Tenente-coronel da PM será julgado por conselho após suspeita de feminicídio
O tenente-coronel da Polícia Militar Geraldo Leite Rosa Neto, preso sob suspeita de feminicídio e fraude processual, será submetido a um julgamento administrativo perante três coronéis da corporação. O processo, conhecido como Conselho de Justificação, tem o poder de determinar a perda de seu posto e patente na instituição.
Vítima e acusações
O oficial é réu pelo assassinato de sua ex-mulher, a soldado Gisele Alves Saltana, que foi morta com um tiro na cabeça no mês de fevereiro. O crime, classificado como feminicídio, chocou a corporação e levantou questões sobre a conduta de membros das forças de segurança.
Composição do conselho
Os membros do Conselho de Justificação foram nomeados no último dia 31 pelo secretário da Segurança Pública, Osvaldo Nico Gonçalves, conforme publicação no Diário Oficial do estado. O colegiado é formado pelos coronéis:
- Adalberto Gil Lima Mendonça, comandante do policiamento em Guarulhos e outros municípios da região
- Carlos Alexandre Marques, chefe do Centro de Operações da Polícia Militar (Copom)
- Marisa de Oliveira, comandante do policiamento na Zona Leste
Prazos e possíveis sanções
O conselho tem um prazo inicial de 30 dias para concluir seus trabalhos, que pode ser prorrogado por mais 20 dias, garantindo o direito de defesa ao acusado. Ao final do processo, o colegiado pode optar pela absolvição ou recomendar sanções severas.
Entre as medidas possíveis está a declaração de indignidade para o oficialato, que resultaria na perda do posto e da patente – um desfecho considerado provável por autoridades da segurança pública consultadas pelo caso.
Papel do Tribunal Militar
A aplicação efetiva das sanções depende de uma análise posterior pelo Tribunal de Justiça Militar de São Paulo (TJM-SP), órgão responsável pela decisão final. O tribunal tem autoridade para, inclusive, cassar os proventos da aposentadoria do tenente-coronel.
Geraldo Leite Rosa Neto foi transferido para a reserva após sua prisão e tem direito a receber aproximadamente R$ 21 mil mensais em proventos de aposentadoria.
Corrida contra o tempo
De acordo com o secretário-executivo da Segurança Pública, coronel Henguel Ricardo Pereira, o governo estadual mantém a expectativa de que o Conselho de Justificação seja concluído antes do processamento da aposentadoria do oficial.
"Nossa esperança é que o processo termine antes que ele consiga receber os proventos", afirmou Pereira ao g1, descrevendo a situação como uma verdadeira "corrida contra o tempo".
Proteção previdenciária e recursos
Especialistas consultados pela reportagem avaliam que a defesa do tenente-coronel poderá recorrer a tribunais superiores para tentar reverter uma eventual cassação de sua aposentadoria.

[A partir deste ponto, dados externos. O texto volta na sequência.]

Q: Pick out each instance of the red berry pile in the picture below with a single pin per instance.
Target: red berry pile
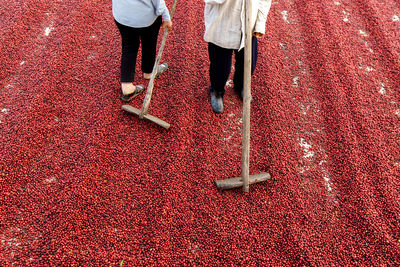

Tanto o Superior Tribunal de Justiça (STJ) quanto o Supremo Tribunal Federal (STF) possuem entendimentos consolidados que garantem proteção previdenciária mesmo em casos de condenação penal e expulsão da Polícia Militar.
Essa jurisprudência estabelece que direitos previdenciários adquiridos podem ser mantidos independentemente de condenações criminais ou administrativas, criando um cenário complexo para a aplicação de sanções financeiras contra o oficial.
Contexto do caso
O processo contra o tenente-coronel representa um teste significativo para os mecanismos de responsabilização dentro da Polícia Militar paulista. A capacidade da corporação de julgar seus próprios oficiais em casos graves como feminicídio está sob escrutínio público e institucional.
O desfecho deste caso poderá estabelecer precedentes importantes para futuros processos disciplinares envolvendo altos oficiais das forças de segurança do estado de São Paulo.